I am not a birder but am a hardcore environmentalist and enjoy learning about them. In 1978 I was given a gift membership to Audubon and have kept it up even through lean times because of the magazine. To protect birds, you need to protect habitat (which is good for everyone - including humans) and "Audubon" continues to inform me of all the the needs of wildlife as well as what is being done to help protect it. The photography is amazing and I learn so much from the articles.

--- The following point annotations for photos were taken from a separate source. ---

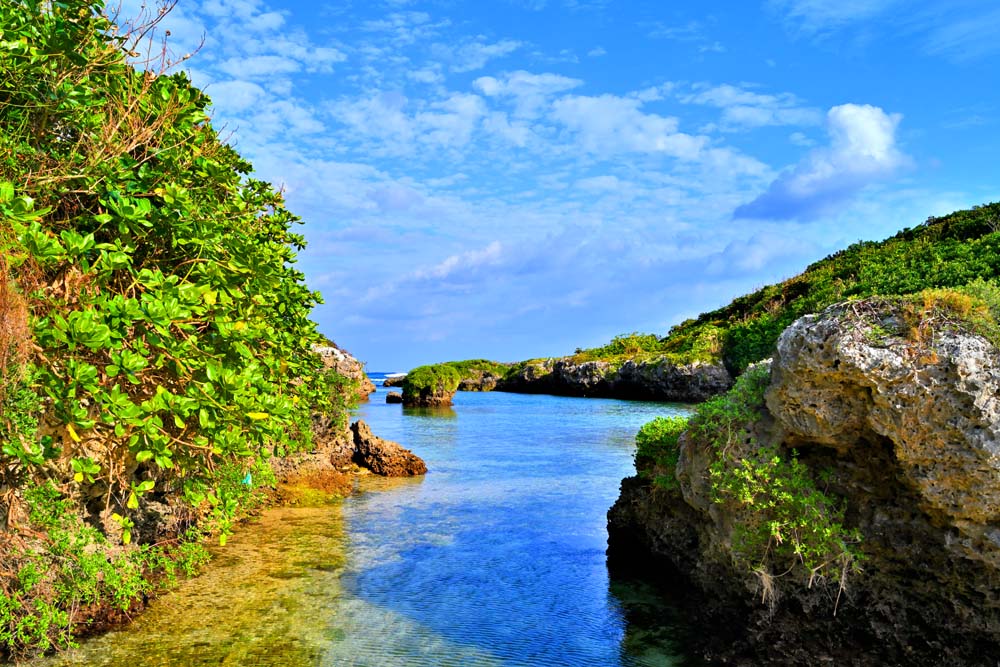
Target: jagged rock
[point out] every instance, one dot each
(432, 391)
(483, 382)
(907, 434)
(345, 364)
(384, 457)
(652, 379)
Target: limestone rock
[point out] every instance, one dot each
(345, 364)
(650, 379)
(907, 435)
(384, 457)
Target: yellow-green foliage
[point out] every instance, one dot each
(657, 449)
(471, 369)
(783, 522)
(428, 380)
(948, 252)
(170, 332)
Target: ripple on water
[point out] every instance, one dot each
(495, 558)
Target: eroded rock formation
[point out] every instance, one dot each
(654, 379)
(384, 457)
(906, 434)
(348, 366)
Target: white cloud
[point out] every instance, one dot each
(608, 124)
(260, 66)
(236, 96)
(475, 54)
(862, 151)
(819, 16)
(530, 92)
(742, 108)
(467, 261)
(967, 37)
(428, 74)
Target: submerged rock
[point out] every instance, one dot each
(905, 434)
(384, 457)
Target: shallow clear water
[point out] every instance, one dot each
(496, 557)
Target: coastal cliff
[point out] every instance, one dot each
(841, 505)
(656, 379)
(345, 364)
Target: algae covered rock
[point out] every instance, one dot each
(384, 457)
(883, 418)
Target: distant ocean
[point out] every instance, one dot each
(379, 377)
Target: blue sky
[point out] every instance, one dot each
(518, 178)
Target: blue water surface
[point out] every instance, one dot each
(502, 545)
(495, 558)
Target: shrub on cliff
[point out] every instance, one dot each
(426, 381)
(657, 449)
(947, 252)
(156, 282)
(783, 523)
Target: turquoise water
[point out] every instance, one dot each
(495, 557)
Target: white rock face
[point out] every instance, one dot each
(838, 380)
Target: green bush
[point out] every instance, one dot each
(783, 522)
(471, 369)
(428, 380)
(657, 449)
(170, 348)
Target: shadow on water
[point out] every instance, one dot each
(495, 558)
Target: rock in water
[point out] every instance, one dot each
(384, 457)
(902, 427)
(348, 366)
(657, 379)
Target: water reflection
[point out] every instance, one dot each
(495, 558)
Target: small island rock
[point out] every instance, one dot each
(384, 457)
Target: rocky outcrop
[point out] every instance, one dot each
(384, 457)
(480, 381)
(341, 361)
(653, 379)
(906, 434)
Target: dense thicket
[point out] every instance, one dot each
(951, 251)
(155, 340)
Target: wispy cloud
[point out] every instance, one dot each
(862, 151)
(744, 108)
(813, 17)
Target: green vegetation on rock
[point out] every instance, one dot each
(430, 380)
(658, 449)
(474, 368)
(783, 522)
(155, 347)
(947, 252)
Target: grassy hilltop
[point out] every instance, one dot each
(951, 251)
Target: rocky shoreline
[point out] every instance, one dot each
(905, 432)
(656, 379)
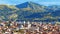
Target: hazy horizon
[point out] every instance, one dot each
(42, 2)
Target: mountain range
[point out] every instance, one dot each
(29, 11)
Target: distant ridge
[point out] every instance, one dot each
(29, 11)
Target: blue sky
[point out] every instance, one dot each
(43, 2)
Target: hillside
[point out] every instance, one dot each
(29, 11)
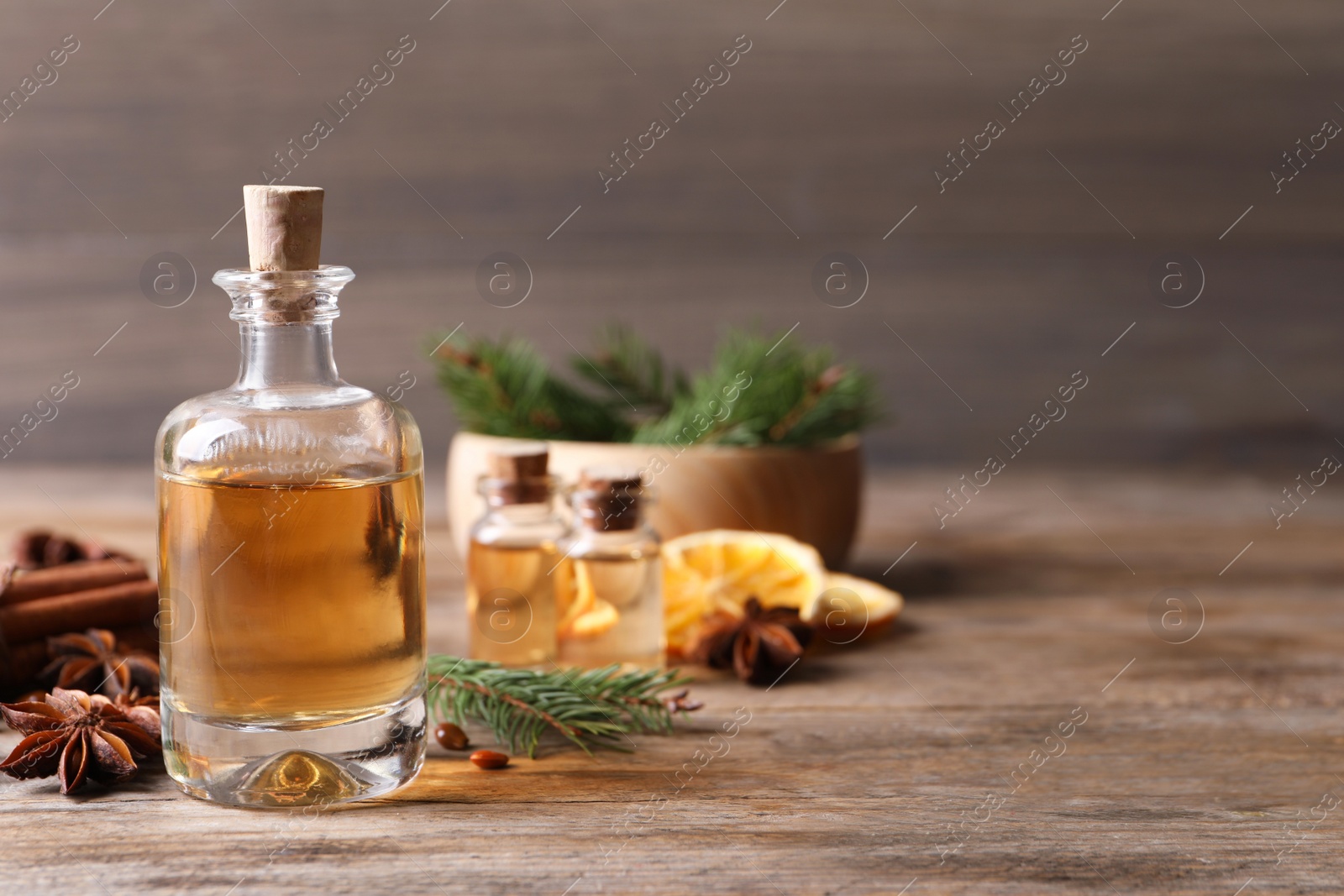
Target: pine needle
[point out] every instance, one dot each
(759, 390)
(589, 707)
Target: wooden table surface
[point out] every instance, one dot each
(918, 763)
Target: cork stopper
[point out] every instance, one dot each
(517, 474)
(284, 228)
(609, 499)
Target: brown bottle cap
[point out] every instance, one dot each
(609, 499)
(284, 226)
(519, 473)
(519, 463)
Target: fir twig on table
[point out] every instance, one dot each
(591, 708)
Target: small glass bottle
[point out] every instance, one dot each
(512, 560)
(291, 551)
(611, 595)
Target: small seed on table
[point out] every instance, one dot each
(449, 736)
(488, 759)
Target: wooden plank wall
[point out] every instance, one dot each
(492, 129)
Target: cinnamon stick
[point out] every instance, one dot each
(69, 578)
(109, 607)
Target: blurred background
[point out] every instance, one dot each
(983, 293)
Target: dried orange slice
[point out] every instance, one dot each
(716, 571)
(575, 595)
(597, 621)
(851, 607)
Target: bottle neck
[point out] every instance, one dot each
(286, 355)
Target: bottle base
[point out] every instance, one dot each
(295, 766)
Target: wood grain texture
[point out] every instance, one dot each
(496, 123)
(864, 765)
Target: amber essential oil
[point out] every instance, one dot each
(512, 560)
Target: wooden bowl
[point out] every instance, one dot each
(810, 493)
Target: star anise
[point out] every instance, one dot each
(77, 736)
(94, 663)
(38, 548)
(759, 647)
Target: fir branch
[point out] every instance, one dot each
(765, 391)
(506, 389)
(759, 390)
(591, 708)
(628, 364)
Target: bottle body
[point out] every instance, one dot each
(512, 563)
(611, 600)
(609, 591)
(291, 571)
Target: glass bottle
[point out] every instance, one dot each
(291, 566)
(611, 595)
(512, 559)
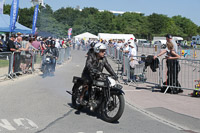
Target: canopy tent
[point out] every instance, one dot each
(86, 36)
(5, 22)
(107, 36)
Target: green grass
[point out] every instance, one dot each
(4, 63)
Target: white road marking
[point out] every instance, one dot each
(6, 124)
(131, 90)
(20, 122)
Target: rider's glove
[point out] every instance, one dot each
(115, 77)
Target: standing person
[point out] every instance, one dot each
(172, 66)
(136, 44)
(78, 44)
(36, 44)
(169, 38)
(28, 50)
(11, 44)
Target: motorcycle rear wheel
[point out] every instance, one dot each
(109, 108)
(76, 91)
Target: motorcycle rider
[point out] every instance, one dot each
(95, 63)
(51, 49)
(91, 50)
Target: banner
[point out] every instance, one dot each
(1, 6)
(69, 33)
(35, 19)
(13, 14)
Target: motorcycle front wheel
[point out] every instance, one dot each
(113, 110)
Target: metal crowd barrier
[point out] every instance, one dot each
(5, 64)
(12, 63)
(180, 74)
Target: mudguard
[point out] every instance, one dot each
(120, 91)
(77, 79)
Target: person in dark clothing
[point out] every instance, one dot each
(51, 49)
(91, 50)
(95, 64)
(173, 68)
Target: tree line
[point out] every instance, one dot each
(91, 20)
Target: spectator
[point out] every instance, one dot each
(132, 54)
(36, 44)
(169, 39)
(126, 49)
(11, 45)
(28, 53)
(57, 44)
(191, 44)
(1, 46)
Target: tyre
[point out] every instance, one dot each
(112, 111)
(45, 70)
(76, 92)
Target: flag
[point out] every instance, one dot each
(1, 6)
(13, 14)
(35, 19)
(69, 33)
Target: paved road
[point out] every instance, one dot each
(33, 104)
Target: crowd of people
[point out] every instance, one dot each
(24, 47)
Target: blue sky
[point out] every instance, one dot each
(185, 8)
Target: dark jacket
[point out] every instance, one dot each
(154, 64)
(92, 63)
(53, 51)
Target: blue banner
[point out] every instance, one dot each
(35, 19)
(1, 6)
(13, 14)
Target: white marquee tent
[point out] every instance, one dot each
(86, 36)
(107, 36)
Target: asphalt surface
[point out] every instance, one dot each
(33, 104)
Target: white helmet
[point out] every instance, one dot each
(98, 47)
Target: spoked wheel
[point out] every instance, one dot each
(113, 109)
(76, 92)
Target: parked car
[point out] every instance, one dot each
(160, 43)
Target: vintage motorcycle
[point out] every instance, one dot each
(105, 97)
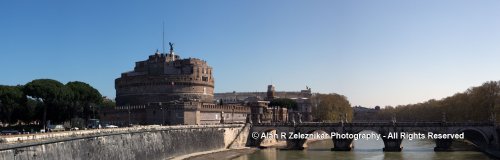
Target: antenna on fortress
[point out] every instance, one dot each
(163, 38)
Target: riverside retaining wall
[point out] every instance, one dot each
(160, 142)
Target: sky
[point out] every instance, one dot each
(385, 52)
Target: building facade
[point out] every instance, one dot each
(166, 89)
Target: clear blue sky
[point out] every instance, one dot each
(373, 52)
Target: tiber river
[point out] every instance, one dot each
(367, 149)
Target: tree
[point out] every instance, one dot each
(85, 99)
(284, 102)
(52, 93)
(332, 107)
(12, 99)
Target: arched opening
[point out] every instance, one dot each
(370, 143)
(474, 138)
(270, 138)
(319, 141)
(417, 141)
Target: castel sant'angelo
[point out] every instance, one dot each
(167, 89)
(165, 78)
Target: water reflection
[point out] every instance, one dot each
(364, 149)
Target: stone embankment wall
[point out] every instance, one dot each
(157, 142)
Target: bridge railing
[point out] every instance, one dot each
(380, 123)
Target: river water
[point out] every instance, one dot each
(366, 149)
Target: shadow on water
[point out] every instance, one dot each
(365, 149)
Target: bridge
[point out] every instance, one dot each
(481, 135)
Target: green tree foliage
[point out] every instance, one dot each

"Audubon" is my favorite of all the environmental organizations' magazines. I have written periodically and said that if for nothing else, I read it for "Incite." However I do miss the cartoon that used to be on the back page.

Audubon too gloomy?

As a wildlife biologist, I have a decent understanding of what birds and wildlife need. I have spent my life working to ensure that birds have a fighting chance both on my own time and as a career. I have poured a great deal of money into conservation organizations like Audubon, Cornell and ABC. I have also learned a great deal about the Endangered Species Act and how it has succeeded in preventing many animals from becoming extinct like the whooping crane and the condor. As part of my job, I read the federal register every day to see what listings and rules are being proposed by the Fish and Wildlife Service and the National Marine Fisheries Service to start the process of recovery or not (warranted, but precluded). This can be depressing activity as well. It makes me sick that I will likely never see a ivory bill woodpecker. However that's the way life is sometimes - depressing. Audubon has a very important job to do. A little over a hundred years ago, Audubon was leading the way to protecting birds from feather hunters and others who would destroy anything for the right price and they must continue to fight for the birds. I agree with the writer from Oden, Arkansas that the Alabama writer should stick with "Bird and Blooms." Those of us who care must put our money and efforts where our mouths are. Ted Williams is right on the mark. Keep up the great work!! Julie Jeter, San Antonio, Texas.